The next thing I tend to do is to set out the various options for how we can move forward to get things sorted out. In some cases, the only sensible option is to go to court straight away, for example if it is necessary to get the court’s protection for adults or children who might be harmed, or property that might be disposed of. However, in most cases, court is neither the only option nor the one most likely to yield quick, tolerable and cost-effective results. Collaborative law, or mediation, can provide other routes to lasting arrangements that work better in the interests of the family as a whole.

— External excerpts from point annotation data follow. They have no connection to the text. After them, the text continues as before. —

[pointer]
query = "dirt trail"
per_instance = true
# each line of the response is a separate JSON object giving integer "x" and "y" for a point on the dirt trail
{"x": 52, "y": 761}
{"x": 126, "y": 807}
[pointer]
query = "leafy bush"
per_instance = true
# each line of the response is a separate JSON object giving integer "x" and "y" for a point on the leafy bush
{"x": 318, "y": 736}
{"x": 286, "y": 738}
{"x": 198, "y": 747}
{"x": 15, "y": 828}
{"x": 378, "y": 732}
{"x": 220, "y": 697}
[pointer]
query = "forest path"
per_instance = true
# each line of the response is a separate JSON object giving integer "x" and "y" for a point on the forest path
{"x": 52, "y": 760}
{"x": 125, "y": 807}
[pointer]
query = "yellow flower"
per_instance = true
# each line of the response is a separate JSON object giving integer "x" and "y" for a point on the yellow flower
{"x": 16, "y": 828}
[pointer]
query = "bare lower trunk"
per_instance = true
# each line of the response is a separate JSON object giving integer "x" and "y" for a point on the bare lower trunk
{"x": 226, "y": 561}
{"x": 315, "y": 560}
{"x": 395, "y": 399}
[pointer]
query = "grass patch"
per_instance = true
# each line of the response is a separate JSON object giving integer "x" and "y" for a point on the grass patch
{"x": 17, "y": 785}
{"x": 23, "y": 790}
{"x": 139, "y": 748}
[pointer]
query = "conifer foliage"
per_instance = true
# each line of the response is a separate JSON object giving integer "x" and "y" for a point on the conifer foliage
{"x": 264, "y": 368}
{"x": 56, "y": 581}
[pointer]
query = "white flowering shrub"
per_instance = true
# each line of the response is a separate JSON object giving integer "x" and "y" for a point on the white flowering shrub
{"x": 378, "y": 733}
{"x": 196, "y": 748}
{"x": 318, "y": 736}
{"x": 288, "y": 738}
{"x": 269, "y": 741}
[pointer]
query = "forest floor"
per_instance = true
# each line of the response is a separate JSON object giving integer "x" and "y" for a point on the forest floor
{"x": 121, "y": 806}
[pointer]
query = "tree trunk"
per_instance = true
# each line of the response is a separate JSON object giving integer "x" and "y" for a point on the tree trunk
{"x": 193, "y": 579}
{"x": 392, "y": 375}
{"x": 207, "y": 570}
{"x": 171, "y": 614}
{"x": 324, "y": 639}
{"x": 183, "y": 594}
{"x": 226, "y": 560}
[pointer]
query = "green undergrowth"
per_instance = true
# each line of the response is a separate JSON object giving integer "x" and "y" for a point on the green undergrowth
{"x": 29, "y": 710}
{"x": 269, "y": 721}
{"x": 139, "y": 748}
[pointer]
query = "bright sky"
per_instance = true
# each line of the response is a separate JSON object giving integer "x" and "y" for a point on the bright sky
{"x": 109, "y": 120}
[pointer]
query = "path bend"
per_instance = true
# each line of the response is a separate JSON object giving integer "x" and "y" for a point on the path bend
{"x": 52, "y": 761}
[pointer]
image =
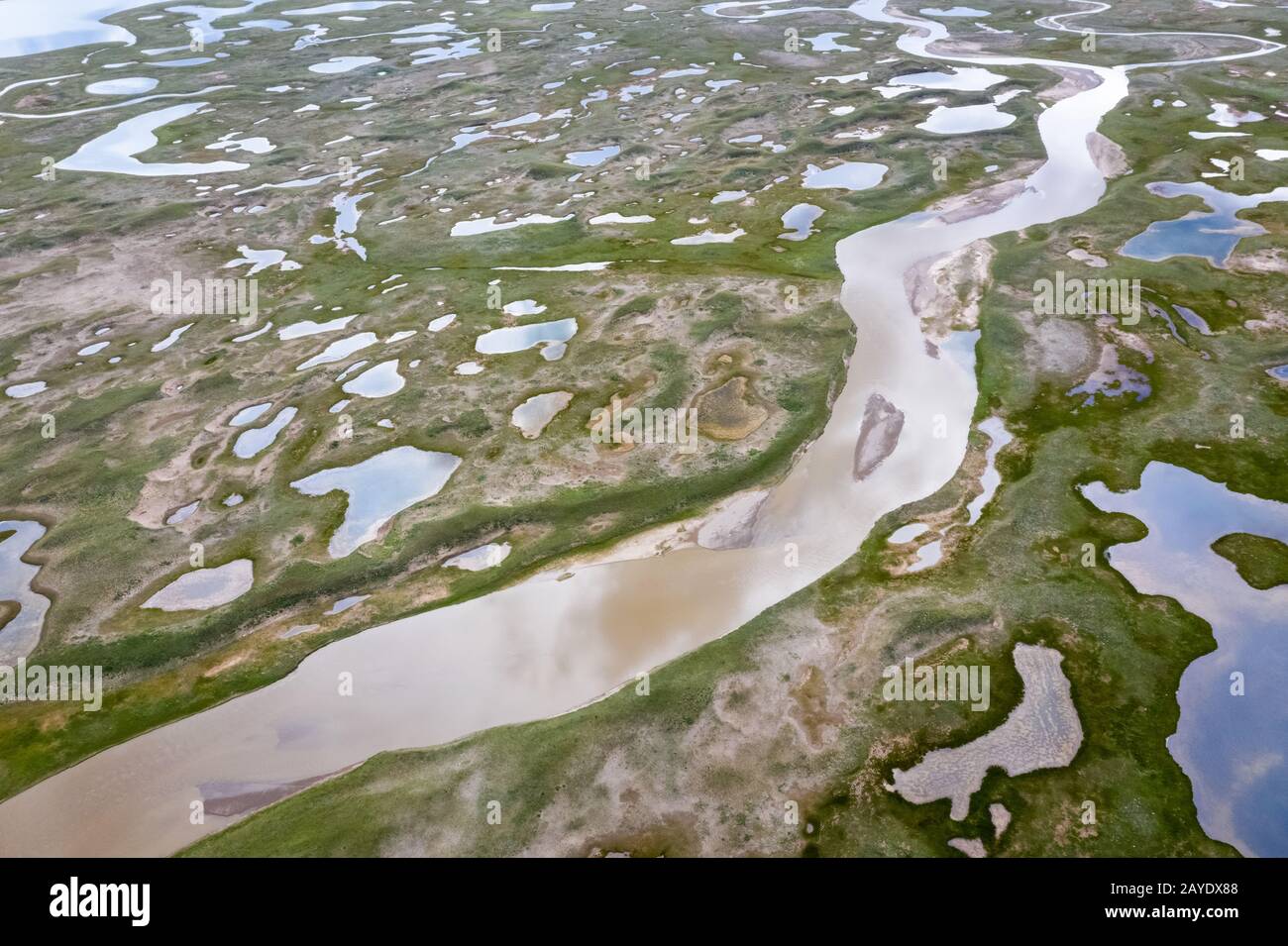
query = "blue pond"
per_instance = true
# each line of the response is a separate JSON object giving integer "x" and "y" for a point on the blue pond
{"x": 1210, "y": 236}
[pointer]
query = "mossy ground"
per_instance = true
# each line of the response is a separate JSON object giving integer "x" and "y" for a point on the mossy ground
{"x": 785, "y": 713}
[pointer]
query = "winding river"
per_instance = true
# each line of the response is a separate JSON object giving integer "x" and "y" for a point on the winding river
{"x": 548, "y": 646}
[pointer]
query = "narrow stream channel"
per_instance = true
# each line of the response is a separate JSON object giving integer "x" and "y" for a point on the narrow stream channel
{"x": 548, "y": 646}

When you come face to face with divorce, and control seems to have slipped from your grasp, collaborative law is a process that puts your own goals and aspirations at the heart of the discussion. It gives you that control back, and facilitates your working as a team with your collaborative lawyer, your spouse or partner, and their collaborative lawyer as a team. The aim is to get to a solution that works as far as possible for everyone involved, focussing on the matters that the clients themselves feel are their priorities which may be a very different proposition to the issues central to the strict parameters of the court process. Where there are children involved, through discussion and negotiation it is often possible to achieve practical outcomes that ensure their interests are safeguarded and that they feel secure and reassured, while working to establish a new relationship as constructive co-parents.

It’s so important, at the start of the divorce process, that each individual makes an informed choice about what they want to achieve, and how to get there. What happens in the early stages is incredibly significant in setting the tone and course of what happens during the process itself. The more information you have, the better able you are to decide the right road for you. More and more clients come to me asking about collaborative law. Although it is not appropriate in every case, where it works it can give people back that feeling of control that may have been lost at the start of the journey, and I thoroughly recommend that anyone feeling ‘at sea’ and not wishing to be compelled to take decisions dictated by the court process should consider the collaborative process as an alternative to the traditional way of working through divorce arrangements.